Description
According to https://www.w3.org/TR/selectors-4/#the-lang-pseudo,
An element’s content language matches a language range if, when represented in BCP 47 syntax [BCP47], it matches that language range in an extended filtering operation per [RFC4647] Matching of Language Tags (section 3.3.2).
The text also goes on to mention that
The language range does not need to be a valid language code to perform this comparison.
[my emphasis] which implies, as I understand it, that something like :lang("qq")
will match content tagged with lang="qq"
even though qq
is not a valid language tag (as listed in the IANA registry).
However, the Selectors spec does not specifically address how ill-formed (not merely invalid) tags should be handled.
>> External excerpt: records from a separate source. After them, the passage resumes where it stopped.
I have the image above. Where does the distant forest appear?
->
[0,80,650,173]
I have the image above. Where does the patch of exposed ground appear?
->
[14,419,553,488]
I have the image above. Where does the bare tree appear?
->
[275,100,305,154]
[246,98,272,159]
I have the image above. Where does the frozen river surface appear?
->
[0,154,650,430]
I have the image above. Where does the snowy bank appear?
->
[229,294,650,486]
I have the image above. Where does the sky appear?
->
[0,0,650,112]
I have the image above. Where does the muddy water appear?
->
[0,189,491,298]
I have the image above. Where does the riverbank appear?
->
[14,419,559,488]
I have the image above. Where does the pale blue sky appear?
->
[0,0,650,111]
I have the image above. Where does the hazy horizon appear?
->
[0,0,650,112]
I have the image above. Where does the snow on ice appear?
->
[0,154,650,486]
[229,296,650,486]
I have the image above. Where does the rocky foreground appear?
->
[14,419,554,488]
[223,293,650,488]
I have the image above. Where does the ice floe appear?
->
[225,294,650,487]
According to the language tag syntax given in https://www.rfc-editor.org/rfc/rfc5646#section-2.1, a tag like åå
(containing non-ASCII characters) would be ill-formed ("the language tags described in this document are sequences of characters from the US-ASCII [ISO646] repertoire"), as would a tag like en---
(the various subtags following the primary language subtag are optional, but the grammar does not allow for them to be empty; if they're not present, the corresponding hyphen delimiters should also be omitted).
So how does :lang()
matching work in the presence of ill-formed codes? It seems to me that a literal reading of the spec requires that such codes never match, because its definition of "matches" depends on "when represented in BCP 47 syntax", and such ill-formed codes cannot be represented in BCP 47 at all; they conflict with its basic grammar.
A possible alternative interpretation might be that the handling of ill-formed codes is simply undefined (because the spec only addresses what it means to "match" for codes "represented in BCP 47 syntax".
I'm not aware of any compelling use case for ill-formed language codes. So in the interests of clarity and interoperability I would like to ask the WG to confirm (and explicitly note in the spec) that :lang()
matching is based strictly on BCP 47 and RFC4647, and as such, ill-formed codes never match.
(Note that the current implementation in WebKit does allow ill-formed tags to match. Thus if content is tagged with lang="SomeRandomCode-Latn-US"
, which is ill-formed because the primary language subtag is too long, it is nevertheless matched by :lang(SomeRandomCode)
, :lang("*-US")
, etc. I think this should be considered a bug in the implementation.)